Su nombre corría de boca en boca por ser lugar de reunión, cabeza de puente para llegar a entrar en Naranja y fresa más tarde: algo que muchas veces ni llegaba a ocurrir, más que nada por no tener suficiente presupuesto para poder pagar la entrada. Pero la mera intención ya indicaba una toma de partido, una cosmología en quienes allí se reunían; declaración de intenciones y principios en la que participé durante una buena temporada, con el grupito de La ofi.

Lo cierto es que una vez allí, en la puerta de El saloon, pasaba a un segundo plano la intención primigenia… la disco Naranja y fresa se borraba del horizonte y se acababa gastando la tarde sin salir de El saloon… mejor dicho, sin entrar más que para pedir la consumición. Porque se bebía en la puerta, mirando de soslayo al objetivo al que finalmente se acababa renunciando de manera más o menos explícita con el mismo desdén con el que la zorra denostaba las uvas a las que no alcanzaba.
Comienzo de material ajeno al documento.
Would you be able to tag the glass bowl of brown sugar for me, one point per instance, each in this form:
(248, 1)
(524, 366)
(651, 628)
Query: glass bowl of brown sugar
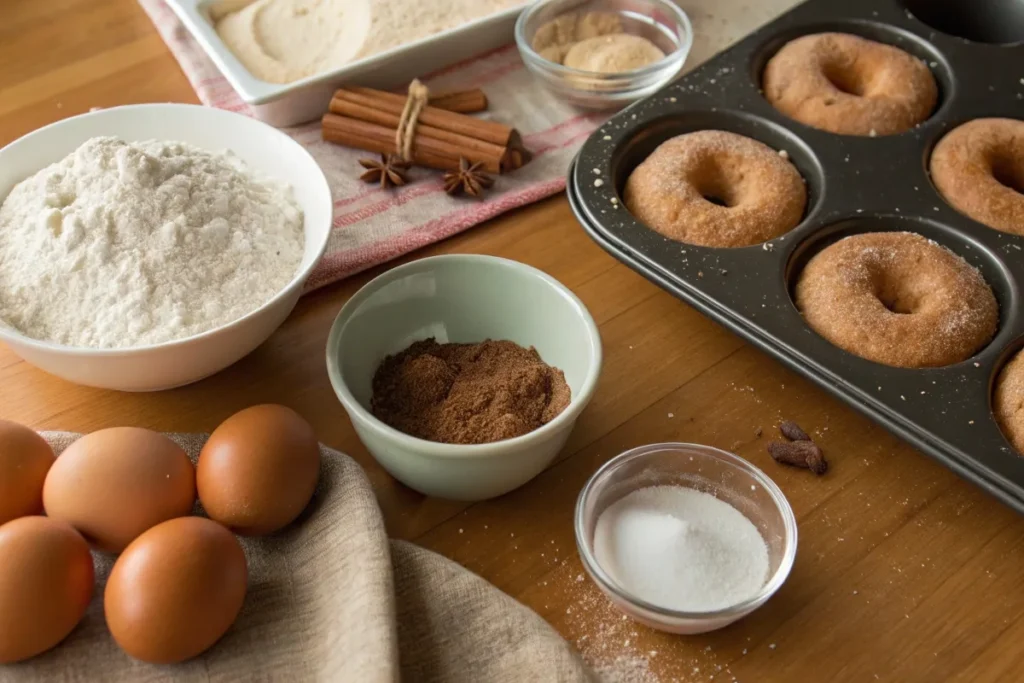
(464, 375)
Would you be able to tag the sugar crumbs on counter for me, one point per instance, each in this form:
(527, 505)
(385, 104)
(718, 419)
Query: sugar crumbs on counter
(468, 393)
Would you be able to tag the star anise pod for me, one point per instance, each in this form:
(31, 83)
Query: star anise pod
(470, 179)
(389, 171)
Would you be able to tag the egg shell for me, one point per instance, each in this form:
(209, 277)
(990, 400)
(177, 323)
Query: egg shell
(46, 580)
(258, 470)
(25, 460)
(115, 483)
(175, 590)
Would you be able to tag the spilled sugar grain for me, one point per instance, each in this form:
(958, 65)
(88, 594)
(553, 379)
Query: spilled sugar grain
(620, 650)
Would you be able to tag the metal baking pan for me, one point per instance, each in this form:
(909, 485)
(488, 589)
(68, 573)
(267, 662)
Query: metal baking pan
(306, 99)
(856, 184)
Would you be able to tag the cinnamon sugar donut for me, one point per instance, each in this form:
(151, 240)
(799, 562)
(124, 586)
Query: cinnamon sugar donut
(1008, 400)
(979, 169)
(898, 299)
(716, 188)
(850, 85)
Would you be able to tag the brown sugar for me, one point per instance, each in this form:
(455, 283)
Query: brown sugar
(468, 393)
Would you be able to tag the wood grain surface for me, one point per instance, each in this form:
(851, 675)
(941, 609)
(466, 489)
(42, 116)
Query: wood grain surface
(904, 572)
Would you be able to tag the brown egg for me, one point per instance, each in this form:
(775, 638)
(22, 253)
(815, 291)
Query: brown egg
(258, 470)
(25, 460)
(175, 590)
(115, 483)
(45, 585)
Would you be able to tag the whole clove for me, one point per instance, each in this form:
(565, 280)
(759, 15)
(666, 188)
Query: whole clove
(804, 454)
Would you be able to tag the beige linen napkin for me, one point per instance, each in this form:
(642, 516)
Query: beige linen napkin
(331, 599)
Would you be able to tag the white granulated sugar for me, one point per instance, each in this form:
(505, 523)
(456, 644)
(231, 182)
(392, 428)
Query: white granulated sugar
(625, 669)
(681, 549)
(129, 244)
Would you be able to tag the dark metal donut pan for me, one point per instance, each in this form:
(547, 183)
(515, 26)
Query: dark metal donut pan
(856, 184)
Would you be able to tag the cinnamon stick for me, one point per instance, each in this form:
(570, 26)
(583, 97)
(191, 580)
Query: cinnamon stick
(374, 137)
(470, 147)
(462, 101)
(488, 131)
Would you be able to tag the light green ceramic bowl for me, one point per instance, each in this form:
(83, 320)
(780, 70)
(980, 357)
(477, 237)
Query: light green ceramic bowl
(462, 298)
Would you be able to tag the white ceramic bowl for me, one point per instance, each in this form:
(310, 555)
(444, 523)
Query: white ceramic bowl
(462, 298)
(177, 363)
(722, 474)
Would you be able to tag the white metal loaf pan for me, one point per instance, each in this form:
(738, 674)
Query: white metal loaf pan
(306, 99)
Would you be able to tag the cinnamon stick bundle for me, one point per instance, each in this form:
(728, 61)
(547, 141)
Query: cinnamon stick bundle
(463, 101)
(368, 119)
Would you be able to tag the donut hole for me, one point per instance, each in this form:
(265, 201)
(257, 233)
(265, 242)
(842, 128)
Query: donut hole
(845, 80)
(898, 296)
(717, 201)
(898, 305)
(1009, 173)
(712, 182)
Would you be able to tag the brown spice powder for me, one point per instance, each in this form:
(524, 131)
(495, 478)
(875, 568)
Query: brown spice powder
(468, 393)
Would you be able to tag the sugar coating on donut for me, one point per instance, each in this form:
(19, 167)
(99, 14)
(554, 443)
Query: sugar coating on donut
(850, 85)
(978, 168)
(1008, 401)
(717, 188)
(898, 299)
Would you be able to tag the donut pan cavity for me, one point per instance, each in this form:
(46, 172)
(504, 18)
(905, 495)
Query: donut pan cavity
(856, 184)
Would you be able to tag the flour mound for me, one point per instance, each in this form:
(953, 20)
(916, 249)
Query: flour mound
(130, 244)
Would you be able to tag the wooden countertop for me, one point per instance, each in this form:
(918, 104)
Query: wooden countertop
(904, 572)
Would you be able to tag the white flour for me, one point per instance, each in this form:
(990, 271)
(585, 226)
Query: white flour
(133, 244)
(681, 549)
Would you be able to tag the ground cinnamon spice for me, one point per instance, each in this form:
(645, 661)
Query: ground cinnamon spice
(467, 393)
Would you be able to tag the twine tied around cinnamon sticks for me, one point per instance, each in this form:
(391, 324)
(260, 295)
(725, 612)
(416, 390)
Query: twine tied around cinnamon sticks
(417, 128)
(418, 96)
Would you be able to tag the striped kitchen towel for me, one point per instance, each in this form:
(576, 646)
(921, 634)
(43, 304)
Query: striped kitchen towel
(374, 225)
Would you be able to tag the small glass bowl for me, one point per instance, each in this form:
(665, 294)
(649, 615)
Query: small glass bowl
(660, 22)
(722, 474)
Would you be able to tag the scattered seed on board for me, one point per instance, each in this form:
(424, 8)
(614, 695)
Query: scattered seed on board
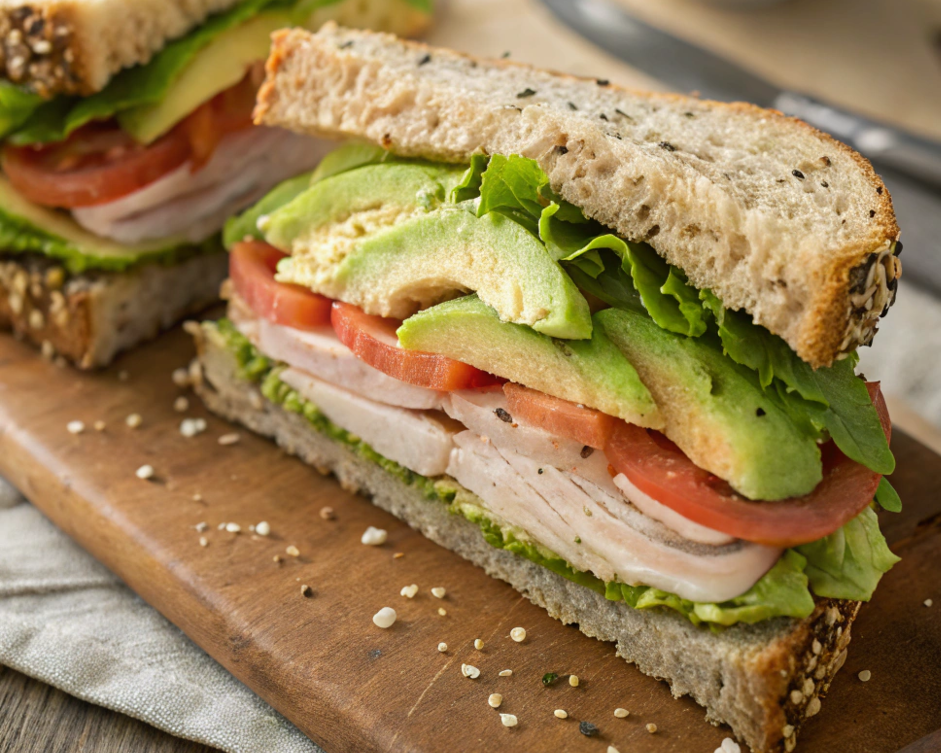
(375, 536)
(385, 617)
(181, 377)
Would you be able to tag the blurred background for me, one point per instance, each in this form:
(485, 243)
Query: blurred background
(859, 60)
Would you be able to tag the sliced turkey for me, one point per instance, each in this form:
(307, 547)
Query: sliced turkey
(193, 206)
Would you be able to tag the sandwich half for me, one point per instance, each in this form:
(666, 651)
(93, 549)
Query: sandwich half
(599, 342)
(128, 141)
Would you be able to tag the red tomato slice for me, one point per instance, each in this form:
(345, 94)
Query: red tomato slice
(373, 339)
(100, 163)
(252, 266)
(96, 164)
(560, 417)
(659, 468)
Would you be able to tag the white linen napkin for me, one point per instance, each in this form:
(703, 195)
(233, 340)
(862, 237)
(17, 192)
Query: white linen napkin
(67, 621)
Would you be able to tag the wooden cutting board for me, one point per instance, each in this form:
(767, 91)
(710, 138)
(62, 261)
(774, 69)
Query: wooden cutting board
(321, 662)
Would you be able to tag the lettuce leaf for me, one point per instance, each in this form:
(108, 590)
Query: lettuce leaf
(848, 564)
(16, 105)
(146, 84)
(830, 402)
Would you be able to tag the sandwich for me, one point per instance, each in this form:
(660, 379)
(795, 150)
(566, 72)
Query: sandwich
(601, 343)
(127, 143)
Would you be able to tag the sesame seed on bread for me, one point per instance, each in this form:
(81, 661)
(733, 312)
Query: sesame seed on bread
(776, 218)
(76, 46)
(88, 318)
(763, 680)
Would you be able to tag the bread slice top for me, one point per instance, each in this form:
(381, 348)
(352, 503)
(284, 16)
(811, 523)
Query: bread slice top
(778, 219)
(76, 46)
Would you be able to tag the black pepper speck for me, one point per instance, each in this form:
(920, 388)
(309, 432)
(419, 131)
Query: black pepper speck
(588, 729)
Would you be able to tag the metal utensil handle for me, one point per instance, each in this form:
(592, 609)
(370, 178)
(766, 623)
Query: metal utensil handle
(881, 143)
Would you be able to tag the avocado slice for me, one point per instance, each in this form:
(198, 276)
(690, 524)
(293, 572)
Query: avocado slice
(26, 227)
(716, 410)
(589, 372)
(383, 237)
(217, 67)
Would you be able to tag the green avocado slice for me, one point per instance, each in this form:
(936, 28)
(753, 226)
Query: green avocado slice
(589, 372)
(26, 227)
(384, 238)
(716, 410)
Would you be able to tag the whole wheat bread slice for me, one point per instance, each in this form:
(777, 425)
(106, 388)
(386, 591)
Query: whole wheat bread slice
(762, 680)
(89, 318)
(775, 217)
(76, 46)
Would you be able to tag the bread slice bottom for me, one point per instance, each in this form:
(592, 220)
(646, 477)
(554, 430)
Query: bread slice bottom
(89, 318)
(762, 680)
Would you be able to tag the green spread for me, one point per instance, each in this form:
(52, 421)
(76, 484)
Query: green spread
(848, 564)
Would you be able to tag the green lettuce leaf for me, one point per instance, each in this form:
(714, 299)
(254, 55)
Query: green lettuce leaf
(848, 564)
(887, 498)
(133, 87)
(16, 105)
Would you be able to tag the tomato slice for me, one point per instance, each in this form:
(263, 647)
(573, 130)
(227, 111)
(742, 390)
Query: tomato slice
(96, 164)
(252, 266)
(563, 418)
(660, 469)
(373, 340)
(100, 163)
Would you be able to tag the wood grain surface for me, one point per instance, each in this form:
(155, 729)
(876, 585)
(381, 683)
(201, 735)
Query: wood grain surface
(321, 661)
(36, 718)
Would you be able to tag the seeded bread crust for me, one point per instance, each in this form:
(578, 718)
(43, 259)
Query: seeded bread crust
(762, 680)
(76, 46)
(89, 318)
(775, 217)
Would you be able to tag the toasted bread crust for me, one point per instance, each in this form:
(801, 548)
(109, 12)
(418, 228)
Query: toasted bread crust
(87, 319)
(772, 252)
(763, 680)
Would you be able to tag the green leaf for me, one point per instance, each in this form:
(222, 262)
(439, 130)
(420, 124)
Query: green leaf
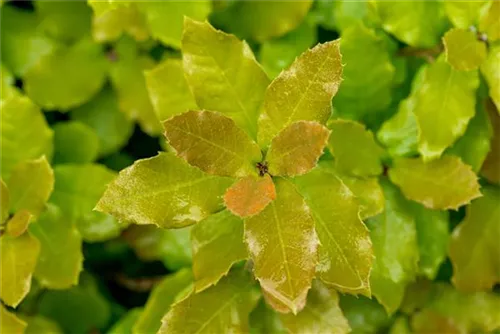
(77, 310)
(30, 186)
(404, 20)
(250, 195)
(75, 142)
(262, 20)
(491, 166)
(278, 53)
(321, 314)
(127, 79)
(302, 92)
(9, 323)
(213, 143)
(443, 106)
(220, 309)
(66, 21)
(22, 43)
(296, 149)
(161, 300)
(229, 65)
(165, 19)
(462, 49)
(61, 258)
(394, 238)
(345, 250)
(489, 69)
(474, 145)
(473, 250)
(18, 257)
(354, 149)
(25, 134)
(368, 81)
(143, 193)
(168, 89)
(150, 243)
(217, 243)
(103, 115)
(284, 270)
(446, 183)
(67, 77)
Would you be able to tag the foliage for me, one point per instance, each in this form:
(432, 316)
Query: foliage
(249, 167)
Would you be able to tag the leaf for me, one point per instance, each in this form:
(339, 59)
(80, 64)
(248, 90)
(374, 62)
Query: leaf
(404, 20)
(129, 83)
(283, 246)
(354, 149)
(297, 148)
(237, 81)
(462, 49)
(446, 183)
(345, 250)
(213, 143)
(489, 69)
(66, 77)
(321, 314)
(25, 134)
(66, 21)
(491, 166)
(444, 105)
(473, 250)
(150, 243)
(394, 237)
(161, 300)
(217, 244)
(75, 142)
(18, 259)
(302, 92)
(168, 89)
(103, 115)
(220, 309)
(9, 323)
(143, 193)
(488, 22)
(61, 258)
(250, 195)
(263, 20)
(165, 19)
(367, 86)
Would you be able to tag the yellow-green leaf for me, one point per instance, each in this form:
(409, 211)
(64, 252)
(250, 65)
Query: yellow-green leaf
(61, 258)
(237, 82)
(297, 148)
(463, 50)
(161, 300)
(18, 257)
(25, 133)
(217, 243)
(213, 143)
(144, 193)
(322, 314)
(345, 250)
(168, 89)
(444, 105)
(9, 323)
(223, 308)
(441, 184)
(283, 246)
(302, 92)
(250, 195)
(354, 149)
(473, 251)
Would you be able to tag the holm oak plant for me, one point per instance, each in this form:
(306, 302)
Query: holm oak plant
(281, 167)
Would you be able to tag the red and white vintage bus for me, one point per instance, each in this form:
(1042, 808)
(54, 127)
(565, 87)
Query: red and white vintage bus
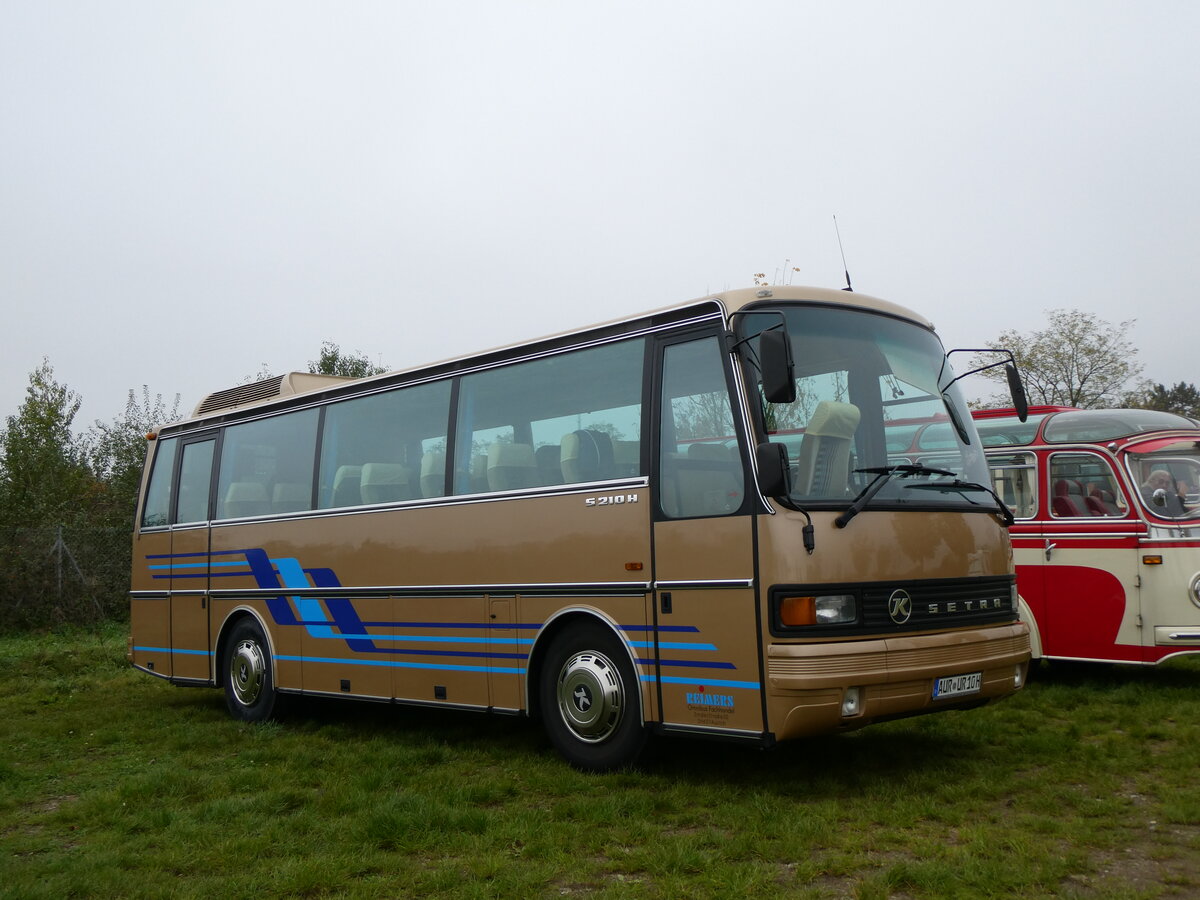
(1107, 532)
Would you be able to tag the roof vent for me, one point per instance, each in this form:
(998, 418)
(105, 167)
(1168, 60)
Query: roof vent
(268, 389)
Al fin y al cabo, teniendo el exterior de El saloon, ¿quién quería el interior de Naranja y fresa? Eso sí: gran parte de las conversaciones mantenidas a la puerta de El saloon giraban en torno a los elementos (tanto masculinos como femeninos, dependiendo de quién evaluara el mercado de carne) que frecuentaban el interior de Naranja y fresa, con lo que esto tiene de frustrante y contradictorio: El saloon resultaba algo parecido a un grupo de gatos alrededor de una pecera.

Un “quiero y no puedo” disfrazado de afición o encumbrado a pleitesía; pero ¡qué suerte!… quizás si hubiera conseguido entrar toda aquella patolea, no habría sabido qué hacer una vez dentro, pues ya estaban acostumbrados a desempeñar un papel secundario en aquel entremés que más bien parecía un pequeño drama doméstico: por no denominarlo esperpento en miniatura.